I for one get a new IP every 24 hours, so that ban would be temporary at best


RE: US Census site - wavic - Jan-11-2017

How much is a some normal delay for such a tasks?


RE: US Census site - Skaperen - Jan-18-2017

how big are these files?
how many of them are there?
what do they say about download policy?
is your IP in USA?


RE: US Census site - Larz60+ - Jan-18-2017

There are several sets of data.
The one that I was downloading consists of about 64 files
Most are under 200 MB each, 4 about 2GB each and the largest about 9GB
The 9GB one is the one that got me expelled. (my punishment is over now)

IP is USA
never did find any limitations on download, not in robots.txt file


RE: US Census site - Skaperen - Jan-18-2017

(Jan-18-2017, 03:26 AM)Larz60+ Wrote: There are several sets of data.
The one that I was downloading consists of about 64 files
Most are under 200 MB each, 4 about 2GB each and the largest about 9GB
The 9GB one is the one that got me expelled. (my punishment is over now)

IP is USA
never did find any limitations on download, not in robots.txt file

what is the URL of the 9 GB one?

sign up at AWS.  each new EC2 instance gets a new public IP.  make a py script that waits to :10 and starts the download, then waits to :05 of the next hour, launches a new instance and halts (with virtual power off) this instance.  the new instance selects the next file.

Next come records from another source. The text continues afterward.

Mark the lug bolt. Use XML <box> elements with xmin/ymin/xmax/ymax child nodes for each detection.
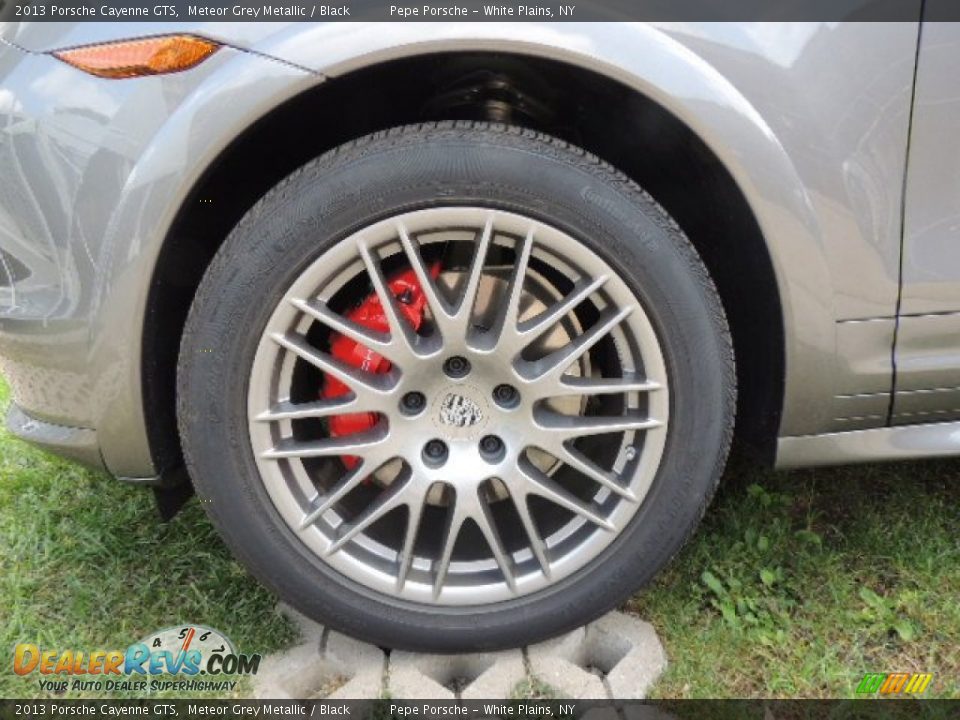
<box><xmin>480</xmin><ymin>435</ymin><xmax>504</xmax><ymax>462</ymax></box>
<box><xmin>400</xmin><ymin>391</ymin><xmax>427</xmax><ymax>415</ymax></box>
<box><xmin>493</xmin><ymin>385</ymin><xmax>520</xmax><ymax>408</ymax></box>
<box><xmin>423</xmin><ymin>440</ymin><xmax>447</xmax><ymax>467</ymax></box>
<box><xmin>443</xmin><ymin>355</ymin><xmax>470</xmax><ymax>378</ymax></box>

RE: US Census site - Larz60+ - Jan-18-2017

I successfully downloaded the file before I was temporarily banned
It was  the edges file from Tiger 2016 Geo database located at https://www2.census.gov/geo/tiger/TGRGDB16/
It's actually 7.8GB name tlgdb_2016_a_us_edges.gdb.zip

Googling the file name will get you the records layout document


RE: US Census site - Skaperen - Jan-18-2017

i already see 2 CNAMES in DNS.  are there any redirects?  what IP does the download happen on?  23.217.21.225 or some other?